Uçun kuşlar uçun! Burada vefa yok!
Öyle akar sular, öyle hava yok!
Feryadıma karşı aks-i sedâ yok!
Bu yangın yerinde soğuk kül vardır.
Rıza Tevfik Bölükbaşı
Bir insan kimi zaman kişisel nedenlerle gitmek zorundadır, kimi zaman zoraki olarak gitmektedir. İşte 150’liklerin hikâyesi ikinci şıkla birebir örtüşmektedir. Şimdi size anlatacağım kitap 150’likleri araştırmak isteyenlerin bazı sorularına cevap verebilecek mahiyettedir.
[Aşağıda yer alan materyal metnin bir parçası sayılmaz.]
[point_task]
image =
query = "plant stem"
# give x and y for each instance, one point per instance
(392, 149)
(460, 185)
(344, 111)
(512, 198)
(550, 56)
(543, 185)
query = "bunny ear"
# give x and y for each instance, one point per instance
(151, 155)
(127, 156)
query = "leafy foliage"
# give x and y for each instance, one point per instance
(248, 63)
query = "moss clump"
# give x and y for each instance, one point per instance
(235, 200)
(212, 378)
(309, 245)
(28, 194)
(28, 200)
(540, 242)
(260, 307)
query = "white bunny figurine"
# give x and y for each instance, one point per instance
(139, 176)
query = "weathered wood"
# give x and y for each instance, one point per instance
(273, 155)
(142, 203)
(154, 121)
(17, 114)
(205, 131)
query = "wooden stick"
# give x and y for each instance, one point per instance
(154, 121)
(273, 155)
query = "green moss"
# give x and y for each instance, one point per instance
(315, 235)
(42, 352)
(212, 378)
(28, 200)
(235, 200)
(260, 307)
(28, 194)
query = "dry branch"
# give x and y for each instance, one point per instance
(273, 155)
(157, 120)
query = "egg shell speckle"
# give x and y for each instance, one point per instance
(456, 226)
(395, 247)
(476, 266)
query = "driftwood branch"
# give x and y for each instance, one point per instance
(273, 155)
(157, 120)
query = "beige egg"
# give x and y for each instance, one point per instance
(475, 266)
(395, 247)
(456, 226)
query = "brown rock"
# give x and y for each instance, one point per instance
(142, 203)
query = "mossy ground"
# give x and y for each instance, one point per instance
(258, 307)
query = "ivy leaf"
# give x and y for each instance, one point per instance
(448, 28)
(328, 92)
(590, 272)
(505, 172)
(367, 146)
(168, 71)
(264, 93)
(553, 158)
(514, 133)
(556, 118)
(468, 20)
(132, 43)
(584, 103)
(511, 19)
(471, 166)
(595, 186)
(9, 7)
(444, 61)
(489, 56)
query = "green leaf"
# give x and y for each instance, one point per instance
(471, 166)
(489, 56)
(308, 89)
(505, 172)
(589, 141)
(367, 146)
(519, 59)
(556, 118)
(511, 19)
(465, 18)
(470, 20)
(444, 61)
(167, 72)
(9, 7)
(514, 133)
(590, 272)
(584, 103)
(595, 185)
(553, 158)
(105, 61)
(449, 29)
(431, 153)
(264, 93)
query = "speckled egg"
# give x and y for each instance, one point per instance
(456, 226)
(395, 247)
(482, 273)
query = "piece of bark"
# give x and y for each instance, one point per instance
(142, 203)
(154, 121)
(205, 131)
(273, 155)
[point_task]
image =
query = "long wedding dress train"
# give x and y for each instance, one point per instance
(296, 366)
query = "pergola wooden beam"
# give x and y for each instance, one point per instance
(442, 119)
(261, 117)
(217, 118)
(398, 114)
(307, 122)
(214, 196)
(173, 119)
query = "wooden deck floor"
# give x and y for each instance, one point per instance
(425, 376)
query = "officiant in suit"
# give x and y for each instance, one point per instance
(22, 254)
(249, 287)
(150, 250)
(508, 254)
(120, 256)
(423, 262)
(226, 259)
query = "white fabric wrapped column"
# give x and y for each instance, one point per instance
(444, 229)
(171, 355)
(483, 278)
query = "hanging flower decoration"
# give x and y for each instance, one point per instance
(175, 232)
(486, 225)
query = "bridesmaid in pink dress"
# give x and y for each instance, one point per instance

Kitabın adı: İki 150’liğin Mektupları: Refî Cevad’dan Rıza Tevfik’e Rıza Tevfik’ten Refî Cevad’a Mektuplar. Şu ana kadar yazdığım kelimelerin arasında 150’lik çokça geçti. İçinizden çokça merak ettiğinizi biliyorum. Hemen soralım ve cevabını öğrenelim:
150’likler kimlerdir? İstiklal Harbi’ne karşı ağır yazılar yazan, Devlet-i Aliyye hânedanı ve Sevr Antlaşması’nı imzalayan kişilerin Türkiye Cumhuriyeti yasasınca sürgün edilen kişilerdir. Bunların arasında sonraki paragraflarda anlatmaya başlayacağım kitaptaki iki mektup arkadaşı da bulunmakta: Refî Cevad Ulunay ve Rıza Tevfik Bölükbaşı. Kitabı tanıtmadan evvel ismini zikrettiğim bu iki kişiyi kısaca tanıtmak istiyorum. Sonra kitabı tanıtıp etkilendiğim yerleri söylerek yazımı sonlandıracağım.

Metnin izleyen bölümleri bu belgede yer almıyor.